Disallowing non-fast-forward pushes effectively means that ConfigBus is linearizable at the repository level. If two developers are racing to push changes at the same time, one of them will “win” and the other must pull the latest changes and retry. This is true even if the two developers are updating completely different files. For repositories that are constantly updated, this imposes an undue burden on clients. Therefore, we designed the ConfigBus Service to automatically pull updates and retry pushes upon failure. This provides the veneer of file-level linearizability, ensuring that clients only see failures if there is a file-level update conflict.
`git pull` is effectively `git fetch` + `git merge`. The merge step can fail if the clone site on the ConfigStore machines is corrupt or somehow out of sync with the remote server. The safest and cleanest way to get updates from the server in an automated fashion is to run `git fetch` + `git reset --hard FETCH_HEAD` so that it overwrites whatever local state exists at the clone site.

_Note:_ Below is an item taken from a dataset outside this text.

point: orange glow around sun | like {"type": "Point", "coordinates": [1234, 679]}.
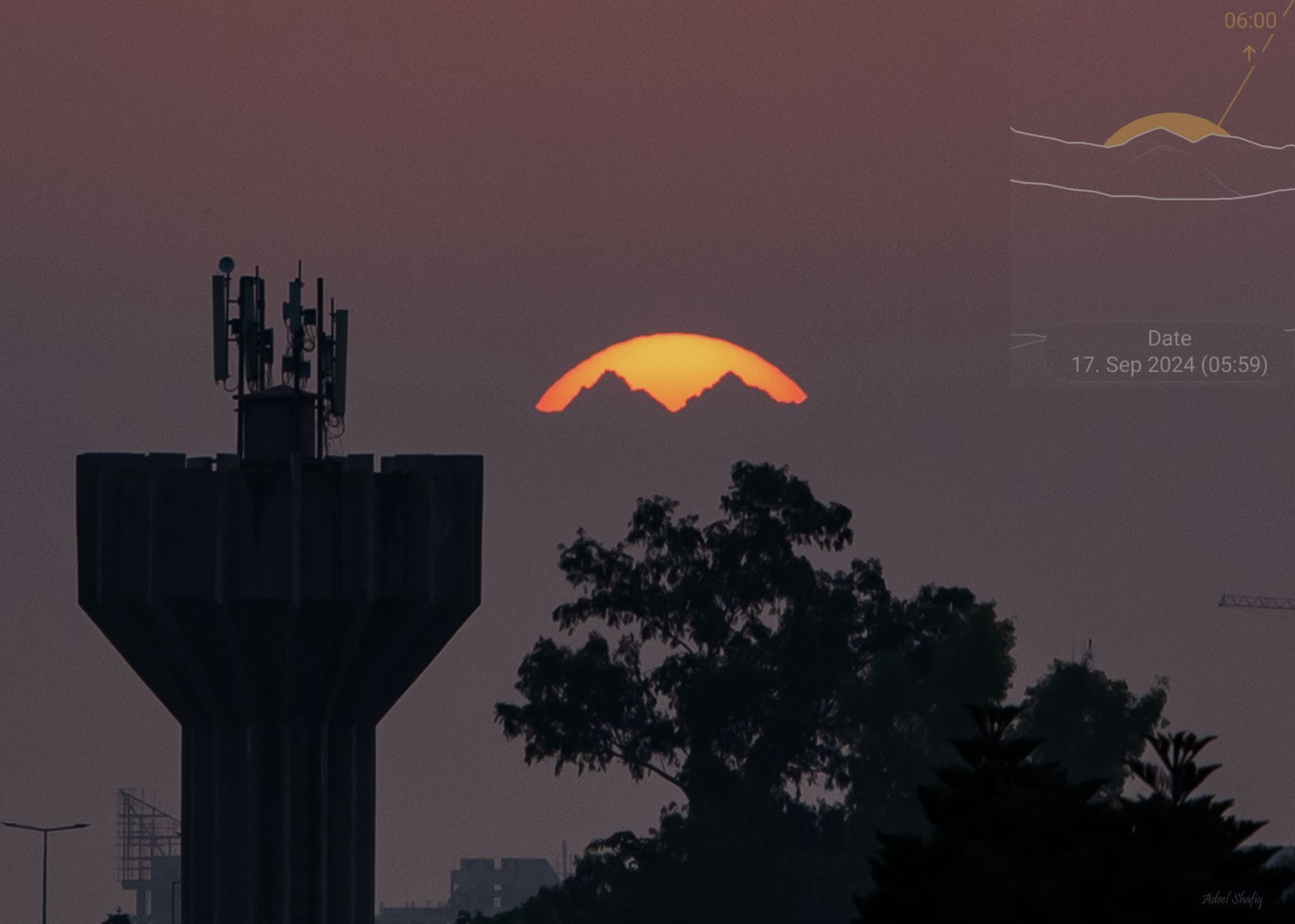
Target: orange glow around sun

We chose to have a small number of ConfigStore machines fetch from Git and serve as a source for other machines to synchronize from via rsync. We run rsync with the -c option, which forces it to ignore timestamps and compute checksums for files of equal size. This is fairly CPU-intensive and therefore limits the number of concurrent rsync operations each ConfigStore machine can serve. This in turn increases overall end-to-end propagation latency. Partitioning namespaces into separate repositories reduces the number of files that rsync needs to compare for each commit. A possible alternative is to run a Git server on each ConfigStore machine and have all destination machines run `git fetch`, which would simply download the latest ‘HEAD’ without any comparison overhead (because the Git server knows exactly what changed).

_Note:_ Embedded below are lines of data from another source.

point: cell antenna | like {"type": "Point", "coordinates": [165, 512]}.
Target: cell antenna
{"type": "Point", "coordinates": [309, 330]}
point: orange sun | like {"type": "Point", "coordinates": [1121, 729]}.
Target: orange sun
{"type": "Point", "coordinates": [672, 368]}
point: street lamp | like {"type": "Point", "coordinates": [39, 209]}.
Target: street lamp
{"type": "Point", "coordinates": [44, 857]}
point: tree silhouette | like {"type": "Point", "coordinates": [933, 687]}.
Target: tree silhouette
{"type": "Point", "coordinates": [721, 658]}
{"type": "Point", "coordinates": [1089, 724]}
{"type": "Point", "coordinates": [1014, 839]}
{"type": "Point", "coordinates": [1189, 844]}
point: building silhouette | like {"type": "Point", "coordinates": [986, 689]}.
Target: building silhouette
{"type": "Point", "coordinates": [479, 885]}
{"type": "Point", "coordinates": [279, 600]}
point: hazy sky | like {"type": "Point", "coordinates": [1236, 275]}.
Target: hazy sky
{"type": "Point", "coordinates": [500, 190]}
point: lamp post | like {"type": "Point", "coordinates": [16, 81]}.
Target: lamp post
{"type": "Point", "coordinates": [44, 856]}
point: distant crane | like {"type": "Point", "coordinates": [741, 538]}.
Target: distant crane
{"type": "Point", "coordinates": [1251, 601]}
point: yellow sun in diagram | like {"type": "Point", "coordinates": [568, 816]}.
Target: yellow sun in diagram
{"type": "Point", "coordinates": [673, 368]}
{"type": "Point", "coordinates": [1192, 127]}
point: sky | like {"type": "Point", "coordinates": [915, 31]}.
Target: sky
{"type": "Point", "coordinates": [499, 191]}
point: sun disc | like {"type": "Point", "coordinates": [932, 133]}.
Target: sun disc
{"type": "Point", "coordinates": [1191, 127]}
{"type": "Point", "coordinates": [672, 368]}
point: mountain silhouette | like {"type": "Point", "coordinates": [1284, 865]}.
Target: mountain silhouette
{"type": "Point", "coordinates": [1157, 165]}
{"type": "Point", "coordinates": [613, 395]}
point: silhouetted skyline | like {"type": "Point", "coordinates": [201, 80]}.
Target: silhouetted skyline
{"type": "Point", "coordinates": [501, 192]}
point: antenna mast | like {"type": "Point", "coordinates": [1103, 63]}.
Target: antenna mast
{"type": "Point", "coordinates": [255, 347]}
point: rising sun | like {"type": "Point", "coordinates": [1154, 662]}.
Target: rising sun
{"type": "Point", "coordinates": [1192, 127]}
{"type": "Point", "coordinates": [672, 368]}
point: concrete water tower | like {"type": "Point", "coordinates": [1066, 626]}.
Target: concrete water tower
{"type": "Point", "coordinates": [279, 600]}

ConfigBus’ use of rsync means that files get synced to the destination machine individually. As a result, if a commit happens to change multiple files, it is possible that the filesystem on the destination machine transiently contains a mixture of old and new files. A potential workaround is to sync to a temporary location and then use an atomic rename operation to complete the change. However, this is complicated by the presence of symlinks at the deployment location due to the need to support partitioned namespaces in a backward compatible manner. A more feasible solution is to continue distributing the main Git repository as we do today, but switch to atomic deployments for future partitioned repositories.
We built ConfigBus to be a robust platform for dynamic configuration at Twitter. As existing use cases evolve and new uses cases emerge, ConfigBus has to change to accommodate them. In particular, these are our areas of focus:
Git has many advantages for end users, but it represents a constant operational challenge. We are open to questioning whether it remains the right solution going forward. Alternatives include key-value stores such as Consul, but then we’d have to solve the opposite problem of too little history.

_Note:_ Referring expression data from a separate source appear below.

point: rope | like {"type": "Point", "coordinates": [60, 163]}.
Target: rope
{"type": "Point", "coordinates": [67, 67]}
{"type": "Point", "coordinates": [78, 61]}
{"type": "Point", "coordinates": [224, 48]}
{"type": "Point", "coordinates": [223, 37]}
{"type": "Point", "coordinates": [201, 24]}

The use of rsync for distribution from a small pool of ConfigStore machines limits the speed of the distribution pipeline. It would be interesting to explore a peer-to-peer distribution model where each machine acts as a source for further transfers once it has some or all of the data.
Currently, we discourage the use of ConfigBus for large blobs, mainly because of Git but also because storing large blobs on every single machine is inefficient. A potential solution is to store the blobs in a regular blob store and simply store the active version in ConfigBus and download them on demand.